黑魔法表演
黑魔法表演在莫斯科的杂耍剧院上演,是沃兰德及其随从对苏联社会进行毁灭性讽刺的核心公共事件。这场表演以其形式上的独创性和大胆,散发出艺术与精神自由的气息,融合了笑声、漫画和滑稽表演与最不加防备的脆弱。这场表演不仅仅是一场魔术表演,而是对官方现实的有意颠覆,是对苏联社会强加常态的狂欢式攻击。
##表演及其奇观
表演开始时,沃兰德身穿剪裁精美的燕尾服,戴着黑色半面具,坐在一张凭空出现在舞台上的扶手椅中。他的随从包括身穿格子长衣、戴着裂开的夹鼻眼镜的法戈特(科罗维耶夫),以及一只名叫贝希摩斯的胖黑猫,它用后腿走路,若无其事地从玻璃瓶里喝水。主持人乔治·本加尔斯基用关于技巧和揭露的陈词滥调介绍这场表演,但沃兰德和法戈特立即打断他,声称他在撒谎。第一个把戏涉及一副纸牌,法戈特吞下纸牌,然后发现它们出现在观众帕尔切夫斯基的口袋里,还有一张赡养费传票。接着是钱雨——法戈特开了一枪,带有真实水印的白色钞票从天花板落下,观众争相抢夺。剧院里弥漫着新印钞票的气味,人群陷入欢腾和惊叹。本加尔斯基试图将钱说成是集体催眠,但法戈特揭露他是骗子,猫贝希摩斯在法戈特的命令下撕下了本加尔斯基的头。鲜血从脖子喷出,头喊着要医生。观众在最初的恐惧后请求宽恕,沃兰德命令把头装回去。猫把头放回原处,没有留下疤痕,本加尔斯基被送走,得到一包钱,但后来精神崩溃。
##女士商店与虚伪的揭露
本加尔斯基被带走后,法戈特在舞台上开了一家“女士商店”——波斯地毯、镜子、摆满巴黎连衣裙、帽子、鞋子和香水的橱窗出现。一个脖子上有伤疤的红发女孩帮忙。女观众用旧衣服换新衣服,舞台变成消费的狂热。甚至有个男人为生病的妻子要东西。一分钟后商店关闭,舞台恢复空荡。

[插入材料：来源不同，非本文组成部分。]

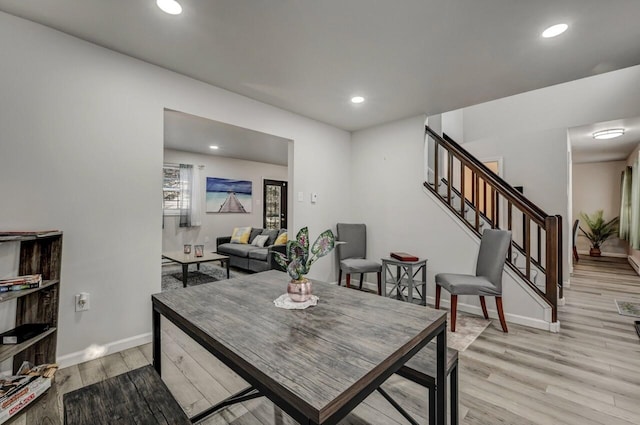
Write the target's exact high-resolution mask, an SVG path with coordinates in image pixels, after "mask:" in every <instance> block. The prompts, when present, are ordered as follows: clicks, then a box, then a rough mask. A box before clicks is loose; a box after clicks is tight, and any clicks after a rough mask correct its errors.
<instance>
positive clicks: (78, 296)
mask: <svg viewBox="0 0 640 425" xmlns="http://www.w3.org/2000/svg"><path fill="white" fill-rule="evenodd" d="M89 307H90V306H89V293H88V292H80V293H79V294H76V311H87V310H89Z"/></svg>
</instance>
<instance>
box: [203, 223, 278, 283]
mask: <svg viewBox="0 0 640 425" xmlns="http://www.w3.org/2000/svg"><path fill="white" fill-rule="evenodd" d="M286 231H287V229H280V230H265V229H262V228H253V229H251V235H250V236H249V243H246V244H241V243H231V236H223V237H219V238H216V252H218V254H222V255H228V256H229V265H230V266H232V267H237V268H240V269H244V270H248V271H251V272H263V271H266V270H271V269H276V270H280V266H279V265H278V263H276V262H275V260H274V259H273V255H272V254H271V253H272V252H273V251H279V252H280V253H282V254H284V253H285V248H286V245H273V243H274V242H275V240H276V238H277V237H278V236H279V235H280V234H281V233H284V232H286ZM258 235H268V236H269V239H268V240H267V242H266V243H265V246H264V248H261V247H257V246H254V245H251V242H252V241H253V240H254V239H255V237H256V236H258Z"/></svg>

然后音响委员会主席阿尔卡季·阿波罗诺维奇·谢姆普利亚罗夫要求揭露把戏。法戈特反而揭露了谢姆普利亚罗夫自己的虚伪,透露他前一天晚上与女演员米利察·安德烈耶夫娜·波科巴特科在一起,而不是在开会。谢姆普利亚罗夫的年轻亲戚用伞打他,他的妻子喊警察。猫贝希摩斯随后吼着要进行曲,乐队奏起一首令人难以置信的粗俗曲子。表演在混乱中结束,警察冲向谢姆普利亚罗夫的包厢,舞台突然空无一人,法戈特、贝希摩斯和沃兰德消失在空气中。
##狂欢式颠覆与社会批判
这场表演是布尔加科夫借鉴的狂欢传统的纯粹例子,正如米哈伊尔·巴赫金在其对拉伯雷的研究中所描述的那样。它使用民间节庆的喜剧形象来表达批评、对官方真理的深刻不信任以及最高的希望和抱负。笑声将世界的快乐真理从恐惧、痛苦和暴力的严肃所编织的阴郁谎言的面纱中解放出来。表演的逆转——撕下和装回头颅、钱变成废纸、揭露公众人物的私人谎言——废黜了世俗的绝对真理,使苏联社会强加的现实相对化。与官方文学和现实的守护者算账是这一传统的一部分。这场表演不仅仅是娱乐;它是对文学中恐怖统治的挑战,并表明世界的常态是强加的恐怖,这种恐怖可以被揭示和嘲笑。
##后果与余波
这场表演产生了直接而深远的影响。主持人本加尔斯基被送进精神病院。剧院的行政人员——导演斯捷潘·利霍杰耶夫、副导演里姆斯基和行政人员瓦列努哈——全部消失或逃跑。第二天,剧院被数千人排队包围,调查没有发现魔术师或合同的踪迹。会计瓦西里·斯捷潘诺维奇·拉斯托奇金试图存入票房收入,发现钱变成了外币,导致他被捕。表演的魔法钱也在城市中造成混乱——出租车司机发现十卢布钞票变成了汽水瓶标签或蜜蜂。因此,这场表演成为社会秩序更广泛瓦解的催化剂,揭露了系统的贪婪、腐败和脆弱。这是一个“另一个”世界侵入“正常”世界的时刻,后果既滑稽又可怕。